Without this translation, worlds don't understand each other. Teams stay frustrated. Management stays blind. Nothing changes.
The servant manager
"Create the conditions for me to exercise my talent."
That's the new demand from teams. They no longer want a boss who commands. They want a leader who unblocks.
Concretely: The manager identifies and removes obstacles. He protects the team from interruptions. He negotiates resources. He defends decisions. He takes the hits when things go wrong.
This managerial courage is rare. It requires accepting that success is measured by the team's success, not personal authority. It's a deep ego shift.
The connector manager
Too often, developers never see customers. Absurd when you know customers are already there (in support tickets, sales feedback, forums).
The manager organizes the connection. He takes developers to meet customers. He invites support to retrospectives. He has salespeople testify.
When a developer truly sees a user's frustration, everything changes. He codes differently. He proposes solutions. He refuses absurd requests. He becomes an actor, not an executor.

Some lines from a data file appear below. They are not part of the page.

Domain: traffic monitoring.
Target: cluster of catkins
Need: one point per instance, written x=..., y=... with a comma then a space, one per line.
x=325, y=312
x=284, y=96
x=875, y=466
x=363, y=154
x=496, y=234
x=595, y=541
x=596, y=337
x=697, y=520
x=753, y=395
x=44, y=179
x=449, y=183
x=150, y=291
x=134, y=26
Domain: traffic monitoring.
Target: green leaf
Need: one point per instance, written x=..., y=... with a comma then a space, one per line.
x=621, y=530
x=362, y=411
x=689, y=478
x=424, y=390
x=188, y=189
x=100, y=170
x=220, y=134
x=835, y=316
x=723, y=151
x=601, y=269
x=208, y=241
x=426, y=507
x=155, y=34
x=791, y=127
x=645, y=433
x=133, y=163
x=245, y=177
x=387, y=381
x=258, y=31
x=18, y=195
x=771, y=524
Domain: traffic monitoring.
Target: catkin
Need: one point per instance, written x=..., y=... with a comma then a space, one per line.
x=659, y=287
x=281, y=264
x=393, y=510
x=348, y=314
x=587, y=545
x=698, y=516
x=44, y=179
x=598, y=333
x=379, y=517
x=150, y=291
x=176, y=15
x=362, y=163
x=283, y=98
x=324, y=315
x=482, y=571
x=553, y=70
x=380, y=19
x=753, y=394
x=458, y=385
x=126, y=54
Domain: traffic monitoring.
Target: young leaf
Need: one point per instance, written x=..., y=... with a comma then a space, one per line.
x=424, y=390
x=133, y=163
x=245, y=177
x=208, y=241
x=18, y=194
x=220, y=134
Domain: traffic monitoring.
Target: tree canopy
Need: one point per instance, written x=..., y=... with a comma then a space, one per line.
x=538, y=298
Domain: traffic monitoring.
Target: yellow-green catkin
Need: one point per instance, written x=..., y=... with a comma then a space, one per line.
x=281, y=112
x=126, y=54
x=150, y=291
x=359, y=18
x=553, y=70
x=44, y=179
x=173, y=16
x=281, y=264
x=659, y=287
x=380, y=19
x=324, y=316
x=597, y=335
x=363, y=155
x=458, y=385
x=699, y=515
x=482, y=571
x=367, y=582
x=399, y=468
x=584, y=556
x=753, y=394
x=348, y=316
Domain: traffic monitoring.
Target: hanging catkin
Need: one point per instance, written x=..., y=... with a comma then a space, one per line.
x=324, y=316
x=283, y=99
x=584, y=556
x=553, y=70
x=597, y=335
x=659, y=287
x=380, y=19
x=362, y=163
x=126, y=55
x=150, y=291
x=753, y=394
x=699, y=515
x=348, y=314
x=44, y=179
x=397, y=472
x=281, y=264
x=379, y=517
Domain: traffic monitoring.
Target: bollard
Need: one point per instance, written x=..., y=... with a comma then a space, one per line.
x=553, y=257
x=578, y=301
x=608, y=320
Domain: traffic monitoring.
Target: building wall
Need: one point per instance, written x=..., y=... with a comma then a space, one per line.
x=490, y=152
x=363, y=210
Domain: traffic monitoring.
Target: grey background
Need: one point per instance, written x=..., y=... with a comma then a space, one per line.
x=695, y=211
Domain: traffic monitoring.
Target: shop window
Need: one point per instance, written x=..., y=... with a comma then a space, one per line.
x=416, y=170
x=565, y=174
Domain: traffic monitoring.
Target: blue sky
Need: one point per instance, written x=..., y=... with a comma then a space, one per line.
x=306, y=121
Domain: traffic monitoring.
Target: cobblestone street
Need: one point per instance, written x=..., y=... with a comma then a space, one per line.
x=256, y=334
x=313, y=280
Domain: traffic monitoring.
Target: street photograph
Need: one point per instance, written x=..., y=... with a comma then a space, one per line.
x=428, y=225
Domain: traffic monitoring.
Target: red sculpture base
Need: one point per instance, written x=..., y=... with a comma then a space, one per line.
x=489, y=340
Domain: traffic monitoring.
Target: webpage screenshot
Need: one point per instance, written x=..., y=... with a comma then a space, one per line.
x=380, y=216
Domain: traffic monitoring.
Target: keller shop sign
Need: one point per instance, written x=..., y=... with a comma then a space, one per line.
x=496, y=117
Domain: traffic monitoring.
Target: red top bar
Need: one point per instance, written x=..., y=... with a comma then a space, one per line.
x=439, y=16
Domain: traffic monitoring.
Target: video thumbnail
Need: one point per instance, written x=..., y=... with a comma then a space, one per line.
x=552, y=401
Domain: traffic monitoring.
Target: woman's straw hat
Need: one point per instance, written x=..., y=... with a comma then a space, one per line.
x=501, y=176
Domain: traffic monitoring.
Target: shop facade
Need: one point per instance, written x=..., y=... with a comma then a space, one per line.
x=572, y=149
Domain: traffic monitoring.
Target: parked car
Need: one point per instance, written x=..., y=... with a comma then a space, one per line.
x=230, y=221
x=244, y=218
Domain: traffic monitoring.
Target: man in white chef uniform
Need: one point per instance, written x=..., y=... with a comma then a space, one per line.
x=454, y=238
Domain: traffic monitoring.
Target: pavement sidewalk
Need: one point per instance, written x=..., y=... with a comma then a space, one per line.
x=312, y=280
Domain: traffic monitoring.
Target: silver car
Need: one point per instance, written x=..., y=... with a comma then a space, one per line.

Conclusion: the moment of choice
The feature factory is not inevitable. It's a choice. An easy choice that leads to insignificance.
The path to impact is demanding. It requires courage:
- The courage to say "no" to features
- The courage to fix bugs before innovating
- The courage to meet customers in the field
- The courage to admit mistakes
- The courage to change
But it's the only viable path. Customers no longer have patience for mediocre products. Talents no longer want meaningless jobs. The competition doesn't wait.
Transformation starts now. Not in a strategy committee. Not in a seminar. But in your next meeting.
Ask this simple question:What problem are we really trying to solve, and for whom?
If you don't have a clear answer, stop everything. Go see your customers. Listen to your support. Talk to your salespeople.
The answers are already there. You just have to listen.